Freundliche Atmosphäre

Es ist neun Uhr morgens und rund 25 Kindergartenkinder wuseln fröhlich in einem lichtdurchfluteten Raum einer alten Nürnberger Villa herum. Die "Rote Villa" ist ein Haus für Säuglinge und Kinder bis elf Jahren. Von der Wiegestube über den Kindergarten bis hin zu den Hortkindern spielt sich hier soziales Leben ab.

Der "Jahreszeitentisch", der in keiner Waldorfeinrichtung fehlen darf, ist liebevoll mit Lampionblüten, Kürbissen und Beerenzweigen geschmückt. An der in das Zimmer integrierten Küchenzeile mit Wurzelholzgriffen und gefühlten 100 Gläsern selbst gemachter Marmelade steht der Waldorferzieher Christian Kähler an der Flotten Lotte und passiert Äpfel für später. Mit seiner schönen, dunklen Stimme singt er leise vor sich hin. Und baut in diesen Gesang immer wieder kleine Anweisungen an die Kinder ein.

"Auch der Weiseste kann unermesslich viel von Kindern lernen"

Während der Erzieher das Frühstück vorbereitet, haben die Kleinen Freispielzeit - in der sie fleißig sind. Flynn funktioniert ein Stück Holz zum Handy um und telefoniert geschäftig, Leo und Simon-Nepomuk zaubern aus getrockneten Pfirsichkernen, Kastanien und Muscheln ein Müsli, während die fünfjährige Maja und ihre Freundin Ida Pfannkuchen backen.
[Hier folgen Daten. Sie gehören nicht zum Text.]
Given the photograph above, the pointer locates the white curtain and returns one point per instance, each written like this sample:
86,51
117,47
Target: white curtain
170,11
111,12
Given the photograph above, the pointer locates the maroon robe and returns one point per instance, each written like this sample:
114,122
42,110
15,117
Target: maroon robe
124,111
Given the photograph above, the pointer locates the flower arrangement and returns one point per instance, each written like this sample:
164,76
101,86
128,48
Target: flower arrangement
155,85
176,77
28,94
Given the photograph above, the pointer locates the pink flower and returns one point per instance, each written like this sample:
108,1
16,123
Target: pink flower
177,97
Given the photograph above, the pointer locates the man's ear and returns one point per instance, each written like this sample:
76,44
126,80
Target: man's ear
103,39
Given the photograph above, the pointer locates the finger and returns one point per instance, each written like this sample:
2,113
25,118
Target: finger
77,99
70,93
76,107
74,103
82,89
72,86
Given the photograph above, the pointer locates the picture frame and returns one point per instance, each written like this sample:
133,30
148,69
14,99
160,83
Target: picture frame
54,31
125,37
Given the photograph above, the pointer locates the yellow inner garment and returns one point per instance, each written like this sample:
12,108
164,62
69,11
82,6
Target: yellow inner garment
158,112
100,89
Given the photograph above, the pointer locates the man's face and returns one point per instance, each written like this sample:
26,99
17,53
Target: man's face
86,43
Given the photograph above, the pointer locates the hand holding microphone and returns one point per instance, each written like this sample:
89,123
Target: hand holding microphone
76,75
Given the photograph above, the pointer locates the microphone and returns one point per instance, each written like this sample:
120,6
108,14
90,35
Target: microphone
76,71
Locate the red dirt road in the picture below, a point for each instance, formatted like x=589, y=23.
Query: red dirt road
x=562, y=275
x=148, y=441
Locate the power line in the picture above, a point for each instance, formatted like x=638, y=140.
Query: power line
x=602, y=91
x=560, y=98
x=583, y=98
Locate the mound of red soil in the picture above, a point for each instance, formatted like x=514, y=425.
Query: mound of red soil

Mit Sand gefüllte Kisschen werden auf einen Teller gelegt. Dazu wird mit viel Liebe ein bisschen Rinden-Zimt darüber gerieben.

Barbara Schulz, die Leiterin der Gruppe und seit 18 Jahren Waldorfpädagogin, erklärt: "Wir sind die Vorbilder, an uns Erwachsenen können sich die Kinder 'hochentwickeln'." Was innerlich das schöne Bild einer bunt blühenden Rankpflanze hervorruft, ist der Kernpunkt der Waldorfpädagogik. "In der Umgebung des Kindes sollte nichts geschehen, was nicht von diesem nachgeahmt werden darf." So hat es Rudolf Steiner, der Begründer der Waldorfpädagogik und Anthroposophie selbst formuliert.

Waldorferzieher haben eine besondere Ausbildung

Waldorfpädagogen sind staatlich anerkannte Erzieher mit einer Zusatzausbildung, die meist berufsbegleitend gemacht wird. Wichtig ist, im Rahmen dieser Zusatzausbildung die Grundlagenarbeit zu erkennen. Das Verständnis dafür zu entwickeln, dass alles, was wir den Kindern vorleben, das ist, was sie ebenfalls tun werden.

Um zehn haben alle kräftig Hunger, doch bevor es Frühstück gibt, formen die Kinder ihre Hände zu kleinen Schalen. Die Erzieherin geht durch den Raum und verreibt liebevoll bei jedem Kind ein paar Tropfen Calendulaöl in den Händen. Danach reichen sich alle die Hand und wünschen sich einen gesegneten Appetit. Und den haben sie. Schüsselweise werden Gerstenschrotbrei mit Apfelmus, Zimt und Zucker verspeist. "Kann ich bitte noch mal von allem?" kommt es schon nach kurzer Zeit aus jeder Ecke.

Typisches Ökokind?

Der Begriff Waldorf weckt nach wie vor bei vielen das Bild des typischen Ökokindes. Ausgestattet mit selbst gestrickten Pullovern in undefinierbarer Farbe, einer Puppe, bei der man nicht weiß, wo oben und unten sein soll und Strumpfhosen, die einen schon beim Hinsehen kratzen. Alles Vorurteile! Dazu kommt, dass 90 Prozent der Kinder nicht aus echten Waldorf-Familien kommen. Der Gedanke also befürwortet, aber nicht komplett gelebt wird. Antonia, Sibylle, Samuel und Leo sind ganz "normale" Kinder, die bestens Bescheid wissen über kleine quietschbunte Plastikpferdchen, die am liebsten Trampolin springen oder Fußball spielen und Glitzerblumen auf dem T-Shirt tragen. Und die direkt nach der gemeinsamen Aufräumzeit, in der "die Bodenpolizei" alles blitzblank hinterlassen hat, "Wurzelfüßchen" bekommen.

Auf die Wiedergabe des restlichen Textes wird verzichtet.